We've only just started formal (pre-)schooling with our older one, and The Lovely Wife(tm) has been handling the supply purchases*, so I'm not quite sure what an appropriate amount to spend is. If I started buying the stuff, I'm sure that I'd wind up with "sticker shock" as well.

The electronic stuff is actually not too bad: flash drives are on sale for absurdly low prices every Monday and Thursday, and, as far as I'm concerned, there are only two calculators worth owning: the Little Professor and the TI-36...

*apparently, she believes that four-year-olds shouldn't have protractors, pocket protectors, t-squares, and copies of the periodic table: what kind of education are we giving our kids? :)

perlsand said...

I LOVED shopping for school supplies and to this day, I still get a rush in any type of store with stationery, paper, notebooks etc.. My best friend from elementary school still reminds me (sarcastically, I might add) that I was the only one who ever brought reinforcements (were they called this outside of NY as well?) to school for when the little hole in the page inevitably tears.I think we had to lick them in those days and they were only white!
Unfortunately, none of my children shared my enthusiasm and it just became another source of embarrassment for them "Mom, I'm in 10th grade, I think I can do this myself!"
I'm wondering if I should hold out for when my grandson reaches school age but being that he's only 5 months old, I'm concerned everything will be on a laptop by then!
Thank you for allowing me to walk down memory lane.

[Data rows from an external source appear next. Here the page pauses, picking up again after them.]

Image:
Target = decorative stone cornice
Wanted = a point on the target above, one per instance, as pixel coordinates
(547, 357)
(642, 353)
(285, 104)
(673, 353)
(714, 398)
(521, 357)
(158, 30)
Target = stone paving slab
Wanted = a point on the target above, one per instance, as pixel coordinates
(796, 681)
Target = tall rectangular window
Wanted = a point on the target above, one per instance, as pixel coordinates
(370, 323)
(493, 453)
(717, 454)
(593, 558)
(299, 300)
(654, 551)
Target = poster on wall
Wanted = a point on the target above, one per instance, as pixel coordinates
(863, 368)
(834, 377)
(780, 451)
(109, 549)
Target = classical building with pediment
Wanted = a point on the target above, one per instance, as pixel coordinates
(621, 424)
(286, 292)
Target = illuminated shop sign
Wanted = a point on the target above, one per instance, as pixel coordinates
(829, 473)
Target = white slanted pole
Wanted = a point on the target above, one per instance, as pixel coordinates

Excuse me while I go find that 10th grader and drag her to the store!

ProfK said...

I loved school supply shopping, but back when I was in elementary school and even high school there was relatively little that we HAD to buy--a few spiral notebooks, filler paper, a looseleaf, some dividers (and yes, those reinforcements also), one or two pocket folders, a few pens and pencils, a protractor (usually lasted more than one year), a ruler and a small pack of crayons (not for school but for at home work). The fancy backpacks and rollaways were not around and most kids just carried their notebooks and books in a stack.

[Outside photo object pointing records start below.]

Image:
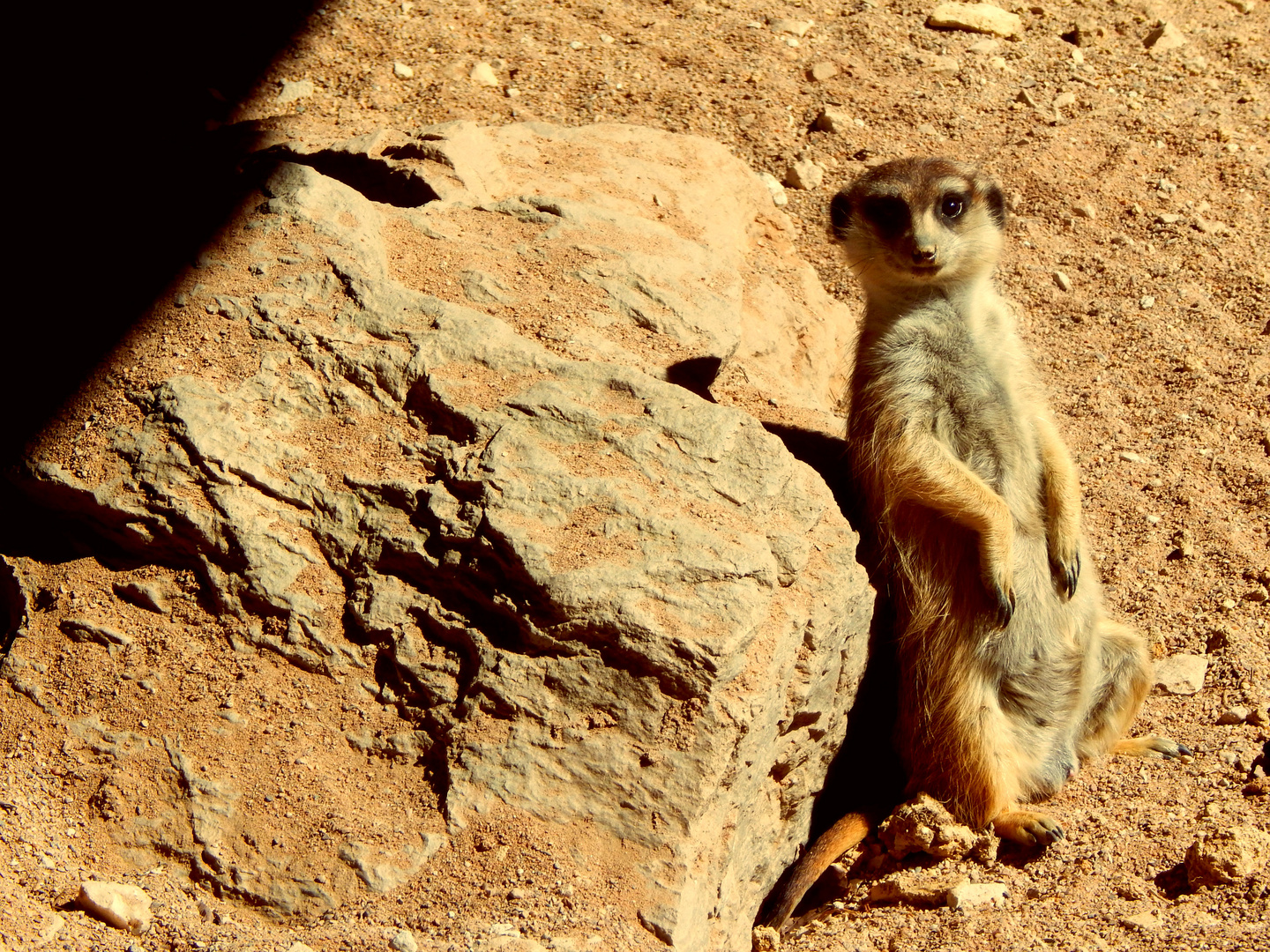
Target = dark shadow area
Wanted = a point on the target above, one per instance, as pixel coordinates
(127, 173)
(866, 776)
(372, 176)
(695, 375)
(1172, 881)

My mom always allowed each of us to get a pack of "cute" stickers to personalize our notebooks and folders with.

Oh yes there is sticker shock--I was watching the moms check out at a few of the stores and the prices coming up on the registers were more in line with catering a bris for "only" 50 people than for buying what is basically paper.

Staying Afloat said...

Looseleaf binders are really expensive this year. Just saying. (And last year my receipt was taller than two of my kids.)

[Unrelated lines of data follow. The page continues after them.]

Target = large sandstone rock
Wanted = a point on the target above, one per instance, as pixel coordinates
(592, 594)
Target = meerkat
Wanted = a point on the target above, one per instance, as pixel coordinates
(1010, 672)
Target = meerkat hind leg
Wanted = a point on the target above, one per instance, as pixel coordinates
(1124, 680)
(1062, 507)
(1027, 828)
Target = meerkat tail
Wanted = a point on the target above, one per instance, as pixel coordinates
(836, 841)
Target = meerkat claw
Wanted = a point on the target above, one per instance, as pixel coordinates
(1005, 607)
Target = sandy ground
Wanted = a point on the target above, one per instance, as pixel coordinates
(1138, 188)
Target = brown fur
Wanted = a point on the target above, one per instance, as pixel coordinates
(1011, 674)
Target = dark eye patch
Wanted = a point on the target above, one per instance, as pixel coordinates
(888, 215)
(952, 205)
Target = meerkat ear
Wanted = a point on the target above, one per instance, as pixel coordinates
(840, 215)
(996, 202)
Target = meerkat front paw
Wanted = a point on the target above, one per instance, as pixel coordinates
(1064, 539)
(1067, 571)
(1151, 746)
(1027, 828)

I also loved my crisp new supplies. And my mom tried to economize when possible.

That being said, sometimes you have to spend more at the beginning of the year so you don't have to replace it halfway through, and sometimes only your kid can tell you which supplies that's important for (spiral notebooks, folders, etc.)

Also, some kids find that the nigher quality (usually more expensive) stuff actually keeps them more orhanized, so if I can afford it, I get them for those kids.

G6 said...

Ooooh Perlsand,
I remember reinforcements (thanks for the smile). I actually splurged in my day on the ROLL that automatically ejected one at a time.

Staying Afloat,
I also agree that quality in this case is often worth the investment (as opposed to character and "branding" which NEVER is...). Five Star products go the distance and are worth the extra bucks.

That said, I still don't know why this stuff costs so much...

Teenager said...

I brought a laptop to school, what else do you need it has everything that you discussed in one, spellcheck, calculator, i dont even know some of the stuff you had back in the day

BLD said...

Train your child well: Just help yourself in the office and bring it home. Who'se gonna notice ?

Yoeli said...

It depends how much money you are saving, and whether you are going into debt. If you have credit card debt, and are not saving for retirement you should not be spending much on school supplies

Scraps said...

If you know where and when to shop, you can still get school supplies for pennies. Target and Wal-Mart have had several weeks of sales which, added up, would save a frugal parent a LOT of money on basic school supplies as well as some fun things.